Sunday Morning Coffee May 19th
Moving to Florida? Here is some cool information that will have you start looking to buy a home in West Palm Beach area today.
As you sit and drink your coffee this morning, this is great food for the brain to digest to plan for your future for your family.
The FINANCIAL reasons to move to Florida
With many states struggling to collect revenues and, in turn raising tax rates, the well to do, and even the not so well to do, are looking for ways to minimize their income tax bills. In addition, many of the states with income taxes also collect a state death tax.
These two things coupled together – state income taxes and state death taxes (think about Connecticut , Illinois, New York, and New Jersey) – or even just one of them (think about California, which has the highest personal income tax rate at 13.3% but no state death tax) are huge incentives for anyone to move to Florida. You don’t have to be wealthy to think about this
5 Advantages of Becoming a Florida Resident
Florida is a state that is frequently mentioned when the wealthy are looking to make a move to a less taxing state. But the absence of taxes is not the only reason Florida is such an attractive place for the well to do to move. Couple beautiful beaches and temperate weather with the following five things and Florida stands out as a place for the well to do, as well as the not so well to do, to call home.
Florida doesn’t collect an individual income tax. This list does start off with a tax benefit of becoming a Florida resident because to the wealthy this is a big deal. Florida is one of only seven states that don’t collect an individual income tax at the state level (the other six are Alaska, Nevada, South Dakota, Texas, Washington, and Wyoming). Moving to Florida from a state like New York can save someone in a high-income tax bracket thousands or even millions of dollars in taxes. In addition, the prohibition against collecting an individual income tax is part of the Florida Constitution, so Florida won’t be imposing a state individual income tax anytime soon.
Florida doesn’t collect a state death tax. The second item on the list also deals with taxes because, again, taxes are a big deal to the wealthy. While Florida used to collect a state estate tax in the form of a “pick up tax,” changes in federal laws phased out the pick up tax in 2005. As a result, many states took steps to keep the state death tax revenues flowing, but the Florida Constitution prohibits the imposition of a state death tax, so Florida won’t be collecting one anytime soon. Moving to Florida from a state like Massachusetts or New York can save a family thousands if not millions of dollars in state death taxes.
Florida offers many asset protection benefits. Many of the wealthy, as well as the not so wealthy, are in fear of losing their assets to a creditor or a lawsuit. Florida offers many asset protection benefits, including homestead creditor protection; tenancy by the entirety for real property as well as personal property; protection of the cash value of life insurance; protection for IRAs and annuities; and protection of assets held in a properly structured business entity.

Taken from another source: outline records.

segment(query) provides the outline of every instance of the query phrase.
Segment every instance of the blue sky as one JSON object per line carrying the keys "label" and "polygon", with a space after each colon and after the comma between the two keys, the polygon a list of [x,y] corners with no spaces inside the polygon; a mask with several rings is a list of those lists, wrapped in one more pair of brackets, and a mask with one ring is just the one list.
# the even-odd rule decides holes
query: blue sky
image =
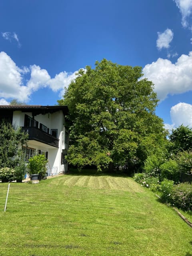
{"label": "blue sky", "polygon": [[192,127],[192,0],[1,0],[0,104],[54,105],[106,58],[142,67],[166,127]]}

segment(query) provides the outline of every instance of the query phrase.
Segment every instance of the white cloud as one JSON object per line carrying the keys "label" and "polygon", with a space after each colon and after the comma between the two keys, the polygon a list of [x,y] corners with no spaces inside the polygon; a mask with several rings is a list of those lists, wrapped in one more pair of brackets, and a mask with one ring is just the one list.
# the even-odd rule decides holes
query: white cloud
{"label": "white cloud", "polygon": [[0,99],[0,105],[9,105],[10,102],[6,100],[5,99]]}
{"label": "white cloud", "polygon": [[[26,84],[24,84],[24,76],[29,72],[30,78]],[[52,78],[46,70],[36,65],[30,68],[24,67],[20,68],[9,56],[2,52],[0,52],[0,97],[4,98],[0,100],[0,102],[6,103],[6,98],[27,102],[34,92],[45,87],[58,92],[61,97],[64,94],[65,87],[67,87],[75,78],[77,72],[69,73],[64,71]]]}
{"label": "white cloud", "polygon": [[175,2],[182,16],[182,25],[184,28],[188,25],[188,18],[192,12],[192,0],[173,0]]}
{"label": "white cloud", "polygon": [[158,98],[164,100],[173,95],[192,90],[192,52],[182,54],[175,64],[167,59],[158,58],[146,65],[143,70],[144,78],[154,84]]}
{"label": "white cloud", "polygon": [[4,32],[2,33],[2,36],[6,40],[8,40],[10,42],[11,42],[12,39],[13,38],[16,40],[18,43],[18,47],[20,47],[21,44],[19,42],[18,36],[17,34],[14,32],[13,33],[11,33],[10,32]]}
{"label": "white cloud", "polygon": [[158,38],[156,41],[156,46],[158,50],[162,48],[168,48],[170,47],[170,44],[173,40],[173,32],[170,28],[167,29],[163,33],[158,32]]}
{"label": "white cloud", "polygon": [[183,124],[192,128],[192,105],[180,102],[172,106],[170,111],[172,124],[166,124],[165,127],[170,130]]}
{"label": "white cloud", "polygon": [[13,34],[13,37],[14,38],[16,41],[18,43],[18,46],[19,47],[20,47],[21,46],[21,44],[20,43],[20,42],[19,42],[19,39],[18,38],[18,36],[17,35],[17,34],[14,32]]}
{"label": "white cloud", "polygon": [[2,36],[4,39],[10,41],[11,37],[10,36],[10,32],[4,32],[4,33],[2,32],[1,34],[2,34]]}

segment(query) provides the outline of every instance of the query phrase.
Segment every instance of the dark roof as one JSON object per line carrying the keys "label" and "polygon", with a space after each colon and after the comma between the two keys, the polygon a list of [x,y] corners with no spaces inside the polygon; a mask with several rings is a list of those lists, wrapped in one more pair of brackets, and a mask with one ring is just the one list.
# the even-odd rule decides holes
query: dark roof
{"label": "dark roof", "polygon": [[0,110],[21,111],[22,112],[32,112],[34,115],[40,114],[54,113],[59,110],[62,110],[64,115],[68,114],[69,110],[66,106],[41,106],[23,105],[13,106],[11,105],[0,105]]}

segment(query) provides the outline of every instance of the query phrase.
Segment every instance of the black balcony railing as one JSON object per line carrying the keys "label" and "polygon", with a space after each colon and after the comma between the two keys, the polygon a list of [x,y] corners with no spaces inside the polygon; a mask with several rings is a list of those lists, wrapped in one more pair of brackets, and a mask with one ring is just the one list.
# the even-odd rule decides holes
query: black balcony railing
{"label": "black balcony railing", "polygon": [[34,140],[48,145],[58,148],[59,140],[50,134],[34,127],[23,126],[22,129],[29,134],[28,140]]}

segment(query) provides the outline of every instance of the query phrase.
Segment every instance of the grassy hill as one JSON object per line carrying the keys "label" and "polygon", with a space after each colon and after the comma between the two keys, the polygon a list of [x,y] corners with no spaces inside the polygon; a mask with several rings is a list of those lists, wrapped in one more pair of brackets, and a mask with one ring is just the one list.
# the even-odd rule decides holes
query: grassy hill
{"label": "grassy hill", "polygon": [[0,183],[0,256],[192,256],[192,230],[131,178]]}

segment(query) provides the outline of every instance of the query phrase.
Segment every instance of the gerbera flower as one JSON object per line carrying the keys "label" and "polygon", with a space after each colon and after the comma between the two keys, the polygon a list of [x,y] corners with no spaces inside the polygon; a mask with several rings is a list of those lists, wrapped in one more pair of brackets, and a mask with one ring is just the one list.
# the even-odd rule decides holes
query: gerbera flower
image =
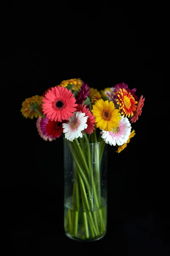
{"label": "gerbera flower", "polygon": [[129,138],[130,134],[131,125],[127,117],[122,116],[120,120],[118,127],[116,129],[112,128],[110,131],[106,131],[102,130],[100,132],[102,134],[102,138],[107,144],[119,146],[125,143]]}
{"label": "gerbera flower", "polygon": [[70,141],[73,141],[75,138],[82,138],[82,131],[87,128],[87,120],[88,116],[85,116],[85,113],[76,111],[73,113],[73,116],[71,116],[67,123],[63,123],[63,133],[65,134],[65,138]]}
{"label": "gerbera flower", "polygon": [[89,134],[93,133],[93,131],[94,130],[95,124],[95,118],[92,115],[88,108],[86,108],[87,106],[83,105],[83,104],[78,104],[76,107],[77,111],[79,112],[81,112],[85,113],[86,116],[88,116],[88,120],[86,124],[88,127],[86,129],[85,129],[85,132]]}
{"label": "gerbera flower", "polygon": [[[130,90],[128,87],[128,84],[125,84],[124,83],[122,83],[122,84],[116,84],[116,85],[115,85],[113,87],[115,92],[119,91],[120,89],[122,89],[122,90],[123,90],[123,89],[125,89],[127,91],[128,93],[131,93],[132,96],[135,98],[135,100],[138,100],[139,98],[135,94],[136,90],[136,88],[133,88],[133,89],[132,90]],[[117,99],[117,96],[116,95],[114,94],[114,96],[116,97],[116,99]]]}
{"label": "gerbera flower", "polygon": [[89,96],[90,98],[91,98],[94,94],[95,94],[95,93],[96,93],[98,91],[99,91],[97,90],[97,89],[94,89],[93,87],[90,88],[90,96]]}
{"label": "gerbera flower", "polygon": [[104,102],[101,99],[93,106],[91,112],[96,118],[96,127],[101,130],[110,131],[119,126],[120,113],[112,102]]}
{"label": "gerbera flower", "polygon": [[76,103],[78,104],[83,103],[87,99],[87,96],[90,95],[90,87],[87,84],[84,84],[80,87],[77,95],[76,96]]}
{"label": "gerbera flower", "polygon": [[31,98],[26,99],[23,102],[21,111],[23,115],[27,118],[33,119],[34,117],[37,118],[39,115],[43,116],[42,109],[43,97],[36,95]]}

Florida offers property tax benefits for a primary residence. If you buy a home in Florida and declare that it is your primary “homestead” residence, then, aside from the asset protection benefits mentioned in #3 above, you will also receive two property tax benefits. First, you will receive an exemption for the first $50,000 of value for property tax purposes (except for school district taxes which only receive a $25,000 exemption). Second, which is of great benefit as your homestead residence increases in value the more years that you own it, is the “Save Our Homes” cap on annual assessments.
The cap is set at the lower of 3% or the change in the Consumer Price Index (CPI), which means that the assessed value of your homestead for property tax purposes cannot increase on annual basis by more than the change in the CPI or 3% if the change in the CPI is more than 3%. For example, in 2013 the change in the CPI was only 1.7%, so the 2013 assessed value of a homestead residence cannot increase by more than 1.7%, while in 2008 the change in CPI was 4.1% but the increase in the assessed value was capped at 3%. This is a big deal if you plan to stay in your homestead for many years – as the property’s value increases over the years, you will be building equity that in essence will be sheltered from increases in property taxes.
Florida is home to many top wealth strategists, tax advisors and estate planning attorneys. Because Florida is such an attractive state for the wealthy to call home, it is also home to many top wealth strategists, tax advisors, and estate planning attorneys. These advisors are creative and proactive in assisting their clients with growing wealth, minimizing taxes, avoiding probate, keeping clients’ final wishes private (compare New York resident James Gandolfini, whose final wishes are known to the world, with Florida resident George Steinbrenner, whose final wishes are a private family matter), and creating an ongoing legacy.